The histogram simply places distinction between line MACD and the Alarm line. This refers to as the histogram for buy or sell moments because of a vertical the columns used to show distinction between two Lines. This is most effecyive when used along with EMA or RSI.

Histogram MACD changes above and below zero Lines. When value of the histogram is higher than a zero line, it is simple Means, that two lines MACD have the bull market (MACD aboveAlarm line). While value of the histogram is above well The left line, signals MACD still bull. So its a good time to place forex trade using any currency pair..Remember the technical analysis can be used for placing trade in any currency pair.

When a fast line MACD it is crossed below slow alarm line (a signal of sale), value of the histogram falls below its zero Lines. Crossings are higher also than below zero line the histogram – Yes coincide with the bull and bear crossings two lines MACD. As it has been specified earlier, it is the second way on behind the same forex day trading system. Here advantages are visible Histograms.

Remember, stick to the same set of indicators when using a system..If you are using candlesticks, use candlesticks. If RSI or EMA, then use it.

#2

If the histogram is above a zero line (bull), butStarts to fall to a zero line, it tells us, that (or the spread) between two lines MACD begins the attitude To weaken currency trading analysis.

Remember, whether that the histogram measures distinction between MACD or even RSI. Value of the histogram with plus or a minus (is higherOr to below zero line) tells us to enter the trade or exit the trade, whether lines MACD are Bull or Sell market. The direction of the histogram speaks us,Gets or loses the moment this bull or bear attitude.
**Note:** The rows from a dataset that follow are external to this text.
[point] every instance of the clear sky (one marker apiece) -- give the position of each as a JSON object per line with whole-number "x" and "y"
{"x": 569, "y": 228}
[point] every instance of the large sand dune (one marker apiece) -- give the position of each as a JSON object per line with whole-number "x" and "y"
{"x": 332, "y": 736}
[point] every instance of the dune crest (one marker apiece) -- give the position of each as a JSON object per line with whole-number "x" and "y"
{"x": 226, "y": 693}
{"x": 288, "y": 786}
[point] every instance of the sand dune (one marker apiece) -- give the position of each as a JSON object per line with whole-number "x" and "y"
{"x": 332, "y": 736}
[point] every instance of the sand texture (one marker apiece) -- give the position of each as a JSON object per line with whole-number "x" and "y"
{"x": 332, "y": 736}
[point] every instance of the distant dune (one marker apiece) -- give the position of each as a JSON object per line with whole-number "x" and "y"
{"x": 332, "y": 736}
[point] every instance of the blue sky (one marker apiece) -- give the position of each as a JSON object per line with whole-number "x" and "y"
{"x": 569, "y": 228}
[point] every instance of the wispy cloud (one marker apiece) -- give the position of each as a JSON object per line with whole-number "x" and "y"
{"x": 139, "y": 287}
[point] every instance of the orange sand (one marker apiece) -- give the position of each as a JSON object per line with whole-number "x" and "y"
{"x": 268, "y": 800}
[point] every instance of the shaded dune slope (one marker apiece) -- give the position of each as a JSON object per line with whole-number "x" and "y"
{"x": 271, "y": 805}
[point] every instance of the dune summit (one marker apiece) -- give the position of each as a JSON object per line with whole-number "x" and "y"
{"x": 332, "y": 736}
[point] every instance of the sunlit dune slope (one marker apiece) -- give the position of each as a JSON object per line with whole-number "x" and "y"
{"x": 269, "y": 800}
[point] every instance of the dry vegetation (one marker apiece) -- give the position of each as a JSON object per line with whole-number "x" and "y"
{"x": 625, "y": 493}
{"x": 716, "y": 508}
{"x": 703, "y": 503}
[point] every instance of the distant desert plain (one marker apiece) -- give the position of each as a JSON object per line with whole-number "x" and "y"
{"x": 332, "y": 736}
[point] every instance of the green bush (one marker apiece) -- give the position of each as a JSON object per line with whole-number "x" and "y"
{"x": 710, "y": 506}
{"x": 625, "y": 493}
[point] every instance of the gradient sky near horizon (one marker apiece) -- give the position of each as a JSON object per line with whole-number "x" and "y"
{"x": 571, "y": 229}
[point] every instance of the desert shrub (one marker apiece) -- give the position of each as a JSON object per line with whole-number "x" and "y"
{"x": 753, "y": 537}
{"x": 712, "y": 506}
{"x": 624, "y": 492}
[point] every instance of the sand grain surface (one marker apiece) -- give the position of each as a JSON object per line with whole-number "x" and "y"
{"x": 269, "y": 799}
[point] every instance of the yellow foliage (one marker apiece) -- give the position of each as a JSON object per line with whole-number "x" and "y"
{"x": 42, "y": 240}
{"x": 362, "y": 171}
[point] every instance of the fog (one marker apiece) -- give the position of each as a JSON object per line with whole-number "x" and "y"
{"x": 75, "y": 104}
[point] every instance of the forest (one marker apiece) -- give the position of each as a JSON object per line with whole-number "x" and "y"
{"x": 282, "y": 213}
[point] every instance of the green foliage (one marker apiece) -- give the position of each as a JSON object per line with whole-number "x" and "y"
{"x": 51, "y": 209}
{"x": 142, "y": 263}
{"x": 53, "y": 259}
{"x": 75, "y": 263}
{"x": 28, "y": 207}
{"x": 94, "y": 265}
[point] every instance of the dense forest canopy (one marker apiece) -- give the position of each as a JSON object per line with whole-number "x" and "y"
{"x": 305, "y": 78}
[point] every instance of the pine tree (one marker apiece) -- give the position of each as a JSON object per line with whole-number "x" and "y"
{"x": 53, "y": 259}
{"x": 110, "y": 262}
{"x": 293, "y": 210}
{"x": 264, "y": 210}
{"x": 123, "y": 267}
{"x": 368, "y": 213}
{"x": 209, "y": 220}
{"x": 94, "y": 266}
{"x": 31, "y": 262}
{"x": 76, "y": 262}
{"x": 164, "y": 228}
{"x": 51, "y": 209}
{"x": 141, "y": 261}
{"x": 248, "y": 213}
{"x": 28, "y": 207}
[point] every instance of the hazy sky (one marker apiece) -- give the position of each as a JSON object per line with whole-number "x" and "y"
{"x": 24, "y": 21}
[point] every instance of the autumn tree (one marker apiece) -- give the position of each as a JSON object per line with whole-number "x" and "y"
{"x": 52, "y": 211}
Let’s look at the market at the bottom trend. The histogram is below zero that means, that line MACD is belowIts alarm line. In other words, the action is in bottomTrend. Some time the histogram also falls. UnexpectedlyLines of the histogram start to rise to a zero line. Though day trading system MACD is still negative (noSignal of purchase), the bottom trend loses the moment Many traders inSuch case will close short positions. The valid trading signal in currency charts for opening a long position does not occur before movement

Histograms are higher than its zero line Model has the opposite at the top trend. During the top trend the positive histogram bull propensity MACD on RSI or EMA. Some time the histogram will beAbove its zero line also will continue to raise In any point, However, the histogram will start to fall to the zero line Traders Will frequently use downturn of the histogram as early Signal to start to remove the profit of the raising action. The signal of sale is not given, however, while the histogram will not fall below zero line. This is valid signal for placing the forex trade.